A Sweet Potato History


Ever wonder how sweet potatoes made their way to our Thanksgiving tables? It all started with Columbus's westward journey.

By Library of Congress

Whether you boil and drizzle with molasses or mash and top with marshmallows, sweet potatoes have become a staple at Thanksgiving tables.

But did you know that sweet potatoes were cultivated and consumed before the white (Irish) potato?

The earliest cultivation records of the sweet potato date to 750 BC in Peru, although archeological evidence shows cultivation of the sweet potato might have begun around 2500-1850 BC.  By the time Christopher Columbus arrived in the New World in the late 15th century, sweet potatoes were well established as food plants in South and Central America.

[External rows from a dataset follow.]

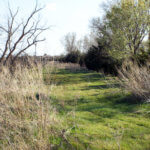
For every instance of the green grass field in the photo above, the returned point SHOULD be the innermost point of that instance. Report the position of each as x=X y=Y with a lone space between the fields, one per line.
x=98 y=114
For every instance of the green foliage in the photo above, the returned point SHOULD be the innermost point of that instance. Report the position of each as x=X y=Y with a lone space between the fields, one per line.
x=98 y=59
x=124 y=28
x=73 y=57
x=99 y=115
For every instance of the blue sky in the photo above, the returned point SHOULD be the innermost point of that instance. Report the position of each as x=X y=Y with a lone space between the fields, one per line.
x=62 y=15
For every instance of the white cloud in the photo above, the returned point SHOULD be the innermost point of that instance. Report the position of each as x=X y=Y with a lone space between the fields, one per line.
x=51 y=7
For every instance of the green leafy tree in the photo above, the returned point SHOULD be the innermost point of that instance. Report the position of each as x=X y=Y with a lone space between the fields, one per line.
x=124 y=28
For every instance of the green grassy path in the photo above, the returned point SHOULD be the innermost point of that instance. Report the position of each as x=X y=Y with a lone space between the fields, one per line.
x=97 y=113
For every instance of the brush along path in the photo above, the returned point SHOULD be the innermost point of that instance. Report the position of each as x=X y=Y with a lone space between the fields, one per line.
x=97 y=113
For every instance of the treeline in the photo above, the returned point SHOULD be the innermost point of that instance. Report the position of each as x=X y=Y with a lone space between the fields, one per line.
x=121 y=34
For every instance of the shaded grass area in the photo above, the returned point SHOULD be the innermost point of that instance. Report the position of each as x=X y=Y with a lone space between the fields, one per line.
x=98 y=113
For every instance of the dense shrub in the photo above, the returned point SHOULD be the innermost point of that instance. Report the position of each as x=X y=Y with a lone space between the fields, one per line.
x=136 y=79
x=98 y=59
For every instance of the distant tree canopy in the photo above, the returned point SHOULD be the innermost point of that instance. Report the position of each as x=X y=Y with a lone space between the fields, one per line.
x=17 y=37
x=124 y=28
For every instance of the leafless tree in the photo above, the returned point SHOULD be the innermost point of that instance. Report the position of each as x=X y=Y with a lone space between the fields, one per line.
x=18 y=37
x=70 y=42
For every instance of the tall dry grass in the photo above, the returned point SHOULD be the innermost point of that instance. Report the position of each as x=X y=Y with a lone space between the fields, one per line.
x=136 y=79
x=27 y=120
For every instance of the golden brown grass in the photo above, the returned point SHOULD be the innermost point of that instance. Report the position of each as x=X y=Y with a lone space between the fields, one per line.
x=136 y=79
x=26 y=116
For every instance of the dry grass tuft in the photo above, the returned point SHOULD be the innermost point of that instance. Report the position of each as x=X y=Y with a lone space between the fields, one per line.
x=27 y=118
x=136 y=79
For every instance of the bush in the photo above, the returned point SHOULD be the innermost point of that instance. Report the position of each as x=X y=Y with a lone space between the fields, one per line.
x=136 y=79
x=98 y=59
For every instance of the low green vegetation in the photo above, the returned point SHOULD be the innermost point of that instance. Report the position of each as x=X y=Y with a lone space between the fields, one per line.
x=98 y=114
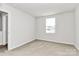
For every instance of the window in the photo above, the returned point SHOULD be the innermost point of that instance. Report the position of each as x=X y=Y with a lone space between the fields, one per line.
x=50 y=25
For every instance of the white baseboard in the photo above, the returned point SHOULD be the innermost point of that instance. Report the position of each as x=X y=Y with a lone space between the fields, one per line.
x=20 y=45
x=57 y=41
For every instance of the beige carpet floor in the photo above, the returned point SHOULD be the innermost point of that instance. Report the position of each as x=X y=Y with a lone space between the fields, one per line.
x=41 y=48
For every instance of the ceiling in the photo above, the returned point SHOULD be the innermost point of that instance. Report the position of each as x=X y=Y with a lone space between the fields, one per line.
x=43 y=9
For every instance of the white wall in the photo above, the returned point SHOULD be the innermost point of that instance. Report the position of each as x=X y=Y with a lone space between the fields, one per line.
x=20 y=27
x=64 y=28
x=77 y=27
x=0 y=29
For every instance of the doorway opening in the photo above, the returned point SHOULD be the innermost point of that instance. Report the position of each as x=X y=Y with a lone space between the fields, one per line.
x=3 y=30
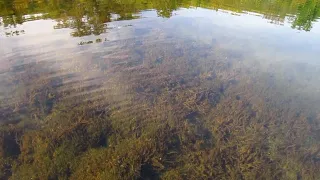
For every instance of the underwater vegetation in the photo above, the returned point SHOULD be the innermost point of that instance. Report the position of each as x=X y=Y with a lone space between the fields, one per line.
x=163 y=110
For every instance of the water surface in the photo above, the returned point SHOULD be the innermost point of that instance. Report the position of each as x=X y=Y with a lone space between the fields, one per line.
x=159 y=89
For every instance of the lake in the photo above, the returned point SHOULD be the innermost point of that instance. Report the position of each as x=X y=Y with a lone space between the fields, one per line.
x=172 y=89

Columbus brought sweet potatoes back to Spain, introducing them to the taste buds and gardens of Europe. Europeans referred to the sweet potato as the potato, which often leads to confusion when searching for old sweet potato recipes. It wasn’t until after the 1740’s that the term sweet potato began to be used by American colonists to distinguish it from the white (Irish) potato.

England’s John Gerard wrote about the potato (sweet potato) in his 1597 Herball or Generall Historie of Plantes. Along with a description of the plant, he also describes how it is eaten- roasted and infused with wine, boiled with prunes, or roasted with oil, vinegar, and salt. He also suggests that the sweet potato “comforts, strengthens, and nourishes the body,” as well as “procuring bodily lust.”

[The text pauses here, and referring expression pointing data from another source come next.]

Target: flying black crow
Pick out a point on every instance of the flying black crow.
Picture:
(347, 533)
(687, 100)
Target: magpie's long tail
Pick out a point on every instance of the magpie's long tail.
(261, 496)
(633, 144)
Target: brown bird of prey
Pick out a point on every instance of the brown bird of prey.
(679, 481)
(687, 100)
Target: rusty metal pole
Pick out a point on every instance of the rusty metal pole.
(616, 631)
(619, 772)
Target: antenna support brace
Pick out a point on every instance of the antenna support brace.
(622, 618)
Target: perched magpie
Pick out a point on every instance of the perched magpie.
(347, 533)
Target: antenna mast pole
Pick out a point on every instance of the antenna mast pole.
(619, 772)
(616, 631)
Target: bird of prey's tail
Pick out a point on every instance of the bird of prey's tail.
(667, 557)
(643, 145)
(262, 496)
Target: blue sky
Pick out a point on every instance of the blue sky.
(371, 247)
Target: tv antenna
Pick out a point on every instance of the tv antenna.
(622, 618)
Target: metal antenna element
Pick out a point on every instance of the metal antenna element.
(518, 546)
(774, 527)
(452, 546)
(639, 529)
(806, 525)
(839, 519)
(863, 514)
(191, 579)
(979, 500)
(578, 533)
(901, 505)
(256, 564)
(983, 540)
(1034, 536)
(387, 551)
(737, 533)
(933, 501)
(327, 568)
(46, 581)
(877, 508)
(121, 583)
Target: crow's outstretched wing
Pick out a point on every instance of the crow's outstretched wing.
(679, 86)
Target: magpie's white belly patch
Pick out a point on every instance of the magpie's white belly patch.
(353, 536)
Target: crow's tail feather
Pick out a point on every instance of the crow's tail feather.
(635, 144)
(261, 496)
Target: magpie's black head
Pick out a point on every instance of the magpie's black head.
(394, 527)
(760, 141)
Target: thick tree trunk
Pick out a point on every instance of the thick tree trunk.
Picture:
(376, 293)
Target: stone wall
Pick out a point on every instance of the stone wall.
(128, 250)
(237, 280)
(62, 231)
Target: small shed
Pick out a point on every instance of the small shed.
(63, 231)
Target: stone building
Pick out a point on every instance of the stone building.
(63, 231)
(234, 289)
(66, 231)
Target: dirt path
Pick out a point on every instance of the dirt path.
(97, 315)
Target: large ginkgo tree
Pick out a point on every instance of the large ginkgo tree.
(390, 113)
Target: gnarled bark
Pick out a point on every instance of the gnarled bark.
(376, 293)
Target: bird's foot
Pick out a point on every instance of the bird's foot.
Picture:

This aphrodisiac quality could be the reason for its popularity in the upper classes of 16th century England.  It is suggested that Henry VIII consumed massive amounts of sweet potatoes, especially spiced sweet potato pie and Shakespeare’s Falstaff exclaims in the Merry of Wives of Windsor (1602): “Let the sky rain potatoes. Let it thunder to the tune of ‘Greensleeves,’ hail kissing-comfits and snow eryngoes!” A recipe in Thomas Dawson’s Book of Cookerie (1620, 1629) includes “A tarte to cause courage either in a man or woman” that uses potato [sweet potato].  

But what about the candied sweet potato (aka candied yams)?

 Without a doubt, by 1880 Americans were enjoying some sort of variation of candied sweet potatoes. American cookbooks, such as the widely published 1893 Boston Cooking School Cookbook by Fannie Farmer featured a recipe for glazed sweet potatoes. Likewise, in 1896 Texas Farm and Ranch published Sweet Potato Culture for Profit: A Full Account of the Origin,History and Botanical Characteristics of Sweet Potato , which included a recipe for glazed sweet potatoes.

Around the same time, George Washington Carver compiled more than a hundred recipes for the vegetable. Carver’s recipes no. 9 and 10 discuss two different ways to make glacé sweet potatoes (glacé often refers to something that is sugared or candied). By the 1910’s candied sweet potato recipes were wide-ranging in the United States, appearing in Martha McCulloch-Williams 1919 Dishes from the Old South and Florence Greenbaum’s 1919 International Jewish Cookbook.

What about the marshmallows?

Early sweet potato pudding recipes, such as the one found in the first American cookbook,American Cookery (1796)  by Amelia Simmons features a recipe for potato pudding* that is similar to our contemporary recipe for candied sweet potato with marshmallows. It includes mashed sweet potatoes, milk, nutmeg, and egg whites. Eliza Leslie’s 1840 Directions for Cookery also gives instructions for a sweet potato pudding, calling for mashed sweet potatoes and milk, topped with egg whites, and baked in the oven.

One of the earliest published recipes that uses marshmallows was in a 1919 booklet from the Barrett Company on Sweet Potato and Yams, which suggests adding marshmallows to candied yams. In 1917, the marketers of Angelus Marshmallows hired Janet McKenzie Hill, founder of the Boston Cooking School Magazine, to develop recipes for a booklet designed to encourage home cooks to embrace the candy as an everyday ingredient.” This booklet  contained “the first documented appearance of mashed sweet potatoes baked with a marshmallow topping.”)  A decade later, Ida C. Bailey Allen’s Vital Vegetables (1928) gives readers a browned sweet potatoes with marshmallows recipe.